I just noticed my avatar for this blog’s pseudonym as I was typing a comment on another adoption blog today. I laughed. The blurry snowflake photo I have is from a holiday visit to meet my first mother’s extended family. It was maybe a year and a half after she and I met the first time, and I learned, heart-warmingly, that I was never a secret from her siblings, husband, or all my cousins. So I went out to meet the whole family.
I was petrified. Of what, exactly, I don’t know. Unlike reaching out to my mother, I really didn’t have great fears of rejection. Who rejects a new cousin or niece they’ve always known about but never met? But, still, I don’t always do well with new people, and I was stressed and scared. Being near the holidays, everything was lit up and decorated, and the determined cheerfulness of the damn winter holidays seemed to mock my general frozen-ness. But these snowflakes were just so pretty, so I took about 100 photos of them, trying to get one in focus.

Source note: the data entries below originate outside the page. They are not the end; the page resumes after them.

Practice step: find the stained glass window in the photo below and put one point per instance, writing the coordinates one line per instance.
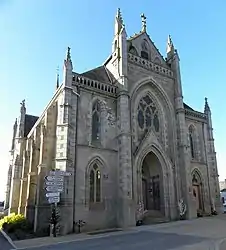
(147, 115)
(192, 141)
(96, 122)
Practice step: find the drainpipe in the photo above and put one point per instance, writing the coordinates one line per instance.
(75, 158)
(207, 169)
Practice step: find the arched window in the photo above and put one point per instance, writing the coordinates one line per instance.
(96, 122)
(147, 115)
(144, 50)
(95, 184)
(133, 51)
(192, 141)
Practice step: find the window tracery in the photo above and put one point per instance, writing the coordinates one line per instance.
(192, 141)
(95, 184)
(147, 115)
(133, 51)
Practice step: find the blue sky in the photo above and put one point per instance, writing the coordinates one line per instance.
(35, 35)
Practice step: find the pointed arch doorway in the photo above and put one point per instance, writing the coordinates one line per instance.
(152, 184)
(197, 191)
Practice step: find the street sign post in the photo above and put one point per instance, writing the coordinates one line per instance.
(60, 173)
(54, 178)
(54, 183)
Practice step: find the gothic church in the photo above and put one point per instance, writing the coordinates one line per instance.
(124, 132)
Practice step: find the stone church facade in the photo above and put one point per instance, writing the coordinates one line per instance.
(127, 137)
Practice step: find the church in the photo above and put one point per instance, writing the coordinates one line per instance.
(134, 149)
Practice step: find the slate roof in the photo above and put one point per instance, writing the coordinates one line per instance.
(100, 74)
(30, 121)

Between shivering, night-time photography, and probably my stress level, not one of them turned out clear.
So I have blurry snowflakes. And they remind me of that meeting, and of feeling, in a very bad way, like the “very special snowflake” — a unique individual who stood out, just by virtue of existing. I used to feel so damn weird, being adopted. The only person I knew who was adopted was my brother, until I got to college and made a friend there who was also adopted. I was deep in the fog then, denying that I was curious or that adoption had affected me. That college friend and I have talked only a few times since then, and the last time was a few years ago when she reached out to me. She told me she and her husband were considering adoption, and as I was the only other adoptee she knew, she wanted to know what I thought. Sadly for the sake of that friendship, I told her, honestly. I was less than a year into reunion, roiling with feelings, and I don’t think I told her what she wanted to hear. That was the last time we talked.
Since then, though, I’ve discovered other adoptees to read and sometimes talk to. I’ve met other adoptees in person now, and made some friends who have this one deep life-altering thing in common: we are adopted, and we are all trying to process what that means, almost daily.
I no longer feel like a special snowflake, and that’s the best thing ever. I’m not alone.